We learn from our readers continually.
Our dialogue is lively and passionate, as you might expect when sports are involved, and it's a valuable part of our news-gathering processes.
Frequently we learn about our own shortcomings, regrettable mistakes of careless misspellings or erroneous schedule information.
And we learn important lessons on broader matters about our coverage. In one such case, we learned from a teacher.
Dave Geoffrion is an educator, for the past several years, at Cardinal Newman after two decades in Marin County schools.
He and his colleagues are the people we entrust with helping us grow our children into respectable members of society.
Educators take this role very seriously. So when Dave takes the time to write the letter that is printed below, well, we listen.
And we have responded.
Beginning with Friday's sports section, the weekly previews we publish about the top high school football games no longer included a predicted final score.

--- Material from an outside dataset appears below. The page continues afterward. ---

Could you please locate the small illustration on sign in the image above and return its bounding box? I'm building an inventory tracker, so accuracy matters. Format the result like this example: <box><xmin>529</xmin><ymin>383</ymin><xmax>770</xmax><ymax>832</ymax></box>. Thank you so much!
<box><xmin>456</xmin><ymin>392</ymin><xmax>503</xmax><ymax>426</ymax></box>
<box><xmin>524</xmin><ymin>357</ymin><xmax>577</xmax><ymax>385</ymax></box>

The reason is that we found ourselves in complete agreement with the points raised in Mr. Geoffrion's letter and frankly were a bit chagrined that it took a nudge from a reader to understand this.
The notion that our predictions might have been fostering a run-up-the-score mentality on one sideline and labeling the group on the other sideline as inferior is not part of our job description. So we have stopped.

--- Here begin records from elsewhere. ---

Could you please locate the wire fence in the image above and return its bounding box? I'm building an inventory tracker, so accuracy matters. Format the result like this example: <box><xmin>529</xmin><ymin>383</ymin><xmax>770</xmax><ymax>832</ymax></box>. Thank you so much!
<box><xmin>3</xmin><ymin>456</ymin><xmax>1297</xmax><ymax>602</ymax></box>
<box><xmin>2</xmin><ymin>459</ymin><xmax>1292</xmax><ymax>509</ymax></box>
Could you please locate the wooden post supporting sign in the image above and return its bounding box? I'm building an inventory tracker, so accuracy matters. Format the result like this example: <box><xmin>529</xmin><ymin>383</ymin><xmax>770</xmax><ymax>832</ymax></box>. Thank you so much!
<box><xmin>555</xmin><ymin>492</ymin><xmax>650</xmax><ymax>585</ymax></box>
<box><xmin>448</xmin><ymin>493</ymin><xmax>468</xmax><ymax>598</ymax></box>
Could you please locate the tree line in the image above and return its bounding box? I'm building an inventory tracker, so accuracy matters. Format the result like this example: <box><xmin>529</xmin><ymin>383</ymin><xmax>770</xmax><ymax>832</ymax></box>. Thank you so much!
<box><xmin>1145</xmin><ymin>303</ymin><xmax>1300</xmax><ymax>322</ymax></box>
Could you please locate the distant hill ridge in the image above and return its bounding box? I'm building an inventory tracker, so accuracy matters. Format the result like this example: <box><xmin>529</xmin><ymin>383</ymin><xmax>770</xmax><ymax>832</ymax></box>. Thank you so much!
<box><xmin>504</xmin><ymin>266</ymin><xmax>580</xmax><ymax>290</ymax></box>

Dave Geoffrion stepped forward as a member of the general public to point out what he believed was a flawed decision.
It takes a certain degree of courage to raise a critical voice when it is delivered without the cloak of anonymity provided in so many channels of modern communication, but I hope our response in this matter is encouragement for all readers to feel similarly empowered.
We believe this sports section belongs to its readers and that this stake in ownership gives the public the right, a responsibility even, to tell us when we're wrong.
We don't shirk from accepting that feedback and in fact welcome it.
Our primary goal is to make this daily sports report as informative and entertaining as it can be, and readers can play a vital role in our achieving that end by telling us what they think.
The Press Democrat sports department values its relationship with the high schools we cover.
They are, in a large sense, our partners not only in bringing scores to our daily sports report, but also in identifying the remarkable stories we get to tell about these young people.
We count on coaches to remember to make that phone call to provide us with the details of their games.
We count on athletic directors to keep us up to date on schedules and personnel changes.
We can't do our job without their help, and there is no way we can repay this debt with anything more than gratitude and staunch support of their work.
Getting challenged by a letter-writer, an educator, that we may in fact be hindering their work warrants considerable self-examination on our part and, in this case, a change in philosophy.